Je ne souhaite pas ici remettre en cause les efforts de la majorité actuelle qui, en raison de tensions internes, ne peut aller aussi loin qu'il le faudrait. Néanmoins, nous devons tout mettre en oeuvre pour que la situation actuelle ne perdure pas et nous attaquer à certains tabous bien ancrés dans la société française. La population y est prête, y compris parmi les militants de gauche. Cette proposition de loi entend briser ces tabous, afin de libérer les forces créatrices d'emplois de notre pays, de donner une place plus importante aux partenaires sociaux et aux acteurs du terrain dans les entreprises – ou à défaut dans les branches –, et de faciliter la formation des jeunes à travers l'apprentissage et les stages.
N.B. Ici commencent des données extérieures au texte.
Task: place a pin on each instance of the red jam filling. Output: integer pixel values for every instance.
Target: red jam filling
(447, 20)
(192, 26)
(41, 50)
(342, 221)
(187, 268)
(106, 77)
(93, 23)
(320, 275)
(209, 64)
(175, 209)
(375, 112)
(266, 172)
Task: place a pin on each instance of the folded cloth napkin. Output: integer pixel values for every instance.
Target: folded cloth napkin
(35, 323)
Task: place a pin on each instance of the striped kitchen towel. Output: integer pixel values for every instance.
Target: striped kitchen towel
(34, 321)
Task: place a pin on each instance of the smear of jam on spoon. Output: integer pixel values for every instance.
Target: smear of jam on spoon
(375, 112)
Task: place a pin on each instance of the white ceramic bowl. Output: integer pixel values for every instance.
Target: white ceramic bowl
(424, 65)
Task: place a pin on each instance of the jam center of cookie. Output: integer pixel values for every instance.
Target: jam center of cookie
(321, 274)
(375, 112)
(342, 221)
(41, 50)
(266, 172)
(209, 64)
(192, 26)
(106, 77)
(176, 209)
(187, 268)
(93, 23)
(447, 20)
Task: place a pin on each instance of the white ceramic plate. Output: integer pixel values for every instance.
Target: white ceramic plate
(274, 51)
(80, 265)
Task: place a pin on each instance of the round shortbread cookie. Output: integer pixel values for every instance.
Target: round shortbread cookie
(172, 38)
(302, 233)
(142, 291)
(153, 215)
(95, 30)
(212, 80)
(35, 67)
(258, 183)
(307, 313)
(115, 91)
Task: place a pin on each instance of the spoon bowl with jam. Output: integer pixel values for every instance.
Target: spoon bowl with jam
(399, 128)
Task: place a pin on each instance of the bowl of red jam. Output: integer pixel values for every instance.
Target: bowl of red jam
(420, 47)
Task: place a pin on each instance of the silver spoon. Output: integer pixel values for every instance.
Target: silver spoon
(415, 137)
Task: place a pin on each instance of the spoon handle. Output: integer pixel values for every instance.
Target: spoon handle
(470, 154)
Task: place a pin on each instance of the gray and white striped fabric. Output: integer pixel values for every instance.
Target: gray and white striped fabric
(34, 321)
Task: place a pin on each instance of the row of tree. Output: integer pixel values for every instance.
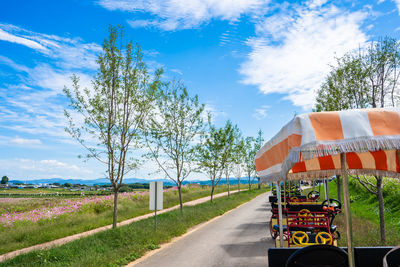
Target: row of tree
(129, 113)
(367, 78)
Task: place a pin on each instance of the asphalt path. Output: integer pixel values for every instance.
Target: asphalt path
(238, 238)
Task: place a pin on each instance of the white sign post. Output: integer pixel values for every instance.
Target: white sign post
(156, 199)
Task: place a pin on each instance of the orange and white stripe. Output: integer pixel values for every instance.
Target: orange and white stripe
(310, 144)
Cette proposition de loi souhaite apporter une réponse à des problèmes présents dans le débat public depuis de nombreux mois, voire de nombreuses années. Son examen permettra à chacun de se positionner, de sortir des postures et de démontrer sa volonté réformatrice au profit de notre pays. À travers cette loi, je souhaite donner toute leur place aux partenaires sociaux, que j'ai d'ailleurs reçus au cours de nombreuses auditions. La droite possède une forte tradition en la matière, la loi Larcher du 31 janvier 2007 de modernisation du dialogue social ayant donné tout son poids au dialogue social. Prolongeant cet héritage, de nombreux articles de ce texte donnent davantage d'importance aux négociations ayant lieu dans les entreprises. Les négociateurs nationaux connaissent évidemment la réalité du terrain, mais ils ne peuvent pas apporter de réponses à l'ensemble des problèmes qui se posent dans toutes les entreprises du pays.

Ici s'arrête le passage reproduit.